I shrink when he asks me what I think, shocked that he is seeking out my advice. We have known each other for no more than 30 minutes, and moreover, who am I, a secular Jew, to advise a priest about something that I imagine is considered blasphemy. I offer my reflections… because we are from very different worlds; because we will never encounter one another again; because there is nothing to lose. When I get back home, I cannot resist googling him, because I have my doubts he is for real. And there he is, exactly as he has portrayed himself, a suburban priest, working in a traditional parish that has a choir and a social action committee, and a successful capital campaign he has described to me.

I get to thinking about the people I’ve met on planes with whom I’ve had intimate conversations. In fact, the reason I started this blog is because of an amazing blogger – Ann Handley – who spent a few hours as my seat-mate from Boston to LA, extolling the benefits of blogging. She is my only plane friend with whom I have maintained contact. (see Ann’s book, co-authored with C.C. Chapman, called Content Rules: How to Create Killer Blogs, Podcasts, Videos, eBooks and Webinars –

What is it about that suspended time spent with a stranger, tens of thousands of feet above the ground? Perhaps it is the anonymity of the relationship. Or maybe these immediate zing-like bonds are inspired by a basic fear of flying, allowing us to use our potential last moment of connection to share the story of our lives. Or perhaps it’s simply to fend off sheer boredom, a way to make time pass quickly, or a way to experience adventure in a closed capsule where nothing can go horribly wrong. I’m not always up for a chat; there are certainly times that I appreciate the solitude of plane time, where it is easier to concentrate on work or a book or knitting without interruption. And I’m certainly not alone there, as tons of travelers dig into their ipads and spread sheets.

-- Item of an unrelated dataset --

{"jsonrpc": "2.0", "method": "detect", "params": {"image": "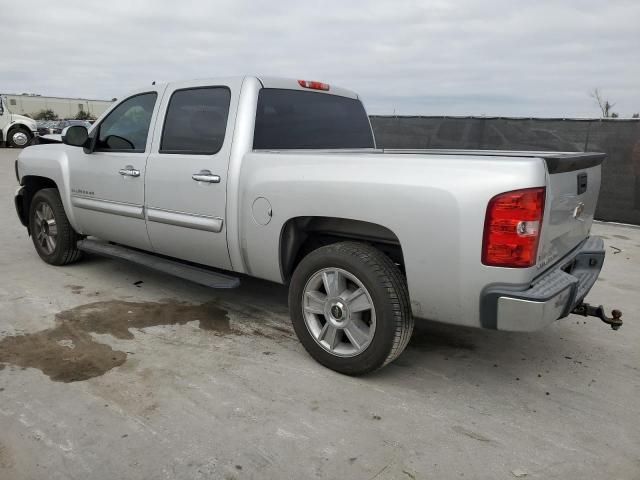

But I often welcome these contacts, and occasionally they “pay off” unexpectedly. I once told a woman with whom I was chatting in the back of the plane that I was considering leaving my consulting work and getting a stable job. To this total stranger, I posited that I should probably be “settled” into a “regular” job sooner than later. Why did I divulge this internal dilemma that I hadn’t shared with anyone else? We had known each other for a sum total of 20 minutes. But she listened well, and her advice was pivotal in my thinking. Either she was a quick read or she was very lucky, but whatever she said clicked, and I am forever grateful.

My friendships have extended to the flight attendants. On the way to Minneapolis, one flight attendant sold me a pair of orange-y glass earrings right off her ears that I love – designed and created by her daughter. On the way back from New Orleans, another flight attendant confessed that she hated her job and asked me to keep a look-out for her. And yet another gave me great advice about how to find a deal on his airline. It’s likely that I’ll never see any of these people again, and that is the beauty of it.

I used to hate getting on a plane because of my fear of flying. Many trips later, I now anticipate the opportunity to observe a slice of the universe, trapped together, as we all are, in close quarters.